Some interesting posts, but for now I'll concentrate on trying to answer eleven's question.

My view of these patterns is quite simple; for a SdC type pattern there are overlapping ANSs that combine to give a 2-sector Naked Set and for this pattern there are two overlapping AHSs that combine to give a 2-sector Hidden Set.

For both situations the combined digit and cell counts must obviously balance, and care must be taken to ensure that the counts for each digit in the combined pattern are forced. Usually this will mean each digit must occur once in the pattern, but there are other possibilities where individual digits or perhaps one or other of them must occur twice. I thought that the rules governing any second instances would be straightforward but as I was writing this, I realised I missed a case which makes them more complicated. That said however, when any potential 2-sector set is found it's easy enough to see how many member digits must be true in the combined cells.

I can't understand when everyone seems to be so comfortable with ANSs they don’t feel equally comfortable with AHSs. I certainly find them easier to spot*. When two AHSs overlap, each one needs one more digit to be restricted to the cell set to become fully locked, and when that digit must come from the locked members in the other AHS, there is a hit.

My approach is to look for AHSs in the boxes. For each one I identify I then check how the digits that aren't locked in that set are locked in the intersecting rows and columns. It doesn't take much practice to recognise the cases worth investigating.

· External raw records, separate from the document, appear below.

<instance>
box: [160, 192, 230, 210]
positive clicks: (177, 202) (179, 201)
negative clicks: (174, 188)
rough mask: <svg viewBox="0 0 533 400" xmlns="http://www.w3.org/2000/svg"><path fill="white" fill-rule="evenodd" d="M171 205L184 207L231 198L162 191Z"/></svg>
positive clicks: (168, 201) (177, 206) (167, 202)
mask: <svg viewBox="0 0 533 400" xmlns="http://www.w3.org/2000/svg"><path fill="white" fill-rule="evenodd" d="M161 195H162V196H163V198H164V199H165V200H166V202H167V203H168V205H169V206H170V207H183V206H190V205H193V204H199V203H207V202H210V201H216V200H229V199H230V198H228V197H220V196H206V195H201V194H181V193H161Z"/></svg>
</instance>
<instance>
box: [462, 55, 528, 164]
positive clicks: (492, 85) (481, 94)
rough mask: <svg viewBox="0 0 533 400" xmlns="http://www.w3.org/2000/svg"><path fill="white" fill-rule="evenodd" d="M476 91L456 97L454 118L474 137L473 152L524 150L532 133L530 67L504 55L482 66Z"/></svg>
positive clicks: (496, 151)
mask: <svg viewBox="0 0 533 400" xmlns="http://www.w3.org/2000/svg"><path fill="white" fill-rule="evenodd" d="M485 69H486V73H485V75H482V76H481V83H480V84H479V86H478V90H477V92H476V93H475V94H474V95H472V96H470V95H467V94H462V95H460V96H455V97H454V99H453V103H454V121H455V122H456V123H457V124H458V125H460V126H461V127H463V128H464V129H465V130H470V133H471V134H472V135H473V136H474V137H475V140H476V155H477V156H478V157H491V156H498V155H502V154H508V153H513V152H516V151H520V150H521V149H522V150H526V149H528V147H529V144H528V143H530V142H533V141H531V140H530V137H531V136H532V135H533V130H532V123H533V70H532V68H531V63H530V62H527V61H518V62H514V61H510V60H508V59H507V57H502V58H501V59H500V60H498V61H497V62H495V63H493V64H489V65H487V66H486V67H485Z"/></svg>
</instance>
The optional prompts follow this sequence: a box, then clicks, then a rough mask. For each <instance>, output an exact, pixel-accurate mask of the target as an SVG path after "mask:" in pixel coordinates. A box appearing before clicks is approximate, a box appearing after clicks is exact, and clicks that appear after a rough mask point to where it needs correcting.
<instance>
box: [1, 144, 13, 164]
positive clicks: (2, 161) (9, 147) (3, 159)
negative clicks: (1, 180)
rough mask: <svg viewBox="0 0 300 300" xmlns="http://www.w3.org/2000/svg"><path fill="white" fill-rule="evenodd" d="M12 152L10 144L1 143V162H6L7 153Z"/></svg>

As I don’t rely on a solver program I can't quickly run through a batch of puzzles looking for them, so my experiences are limited. So far it seems they often occur in conjunction with 2 sector ANS (as in the original puzzle in this thread), and the stacks and tiers worth investigating first are those that contain bivalue cells. They also seem to be rarer than 2 sector ANSs.

*To help me, as I switch between focus digits, my spreadsheet shows me the other digits that a) always, b) sometimes, and c) never occur with the focus digit in each house. It's not a comprehensive system, but it takes some of the drudgery out of finding ANS/AHS partitions.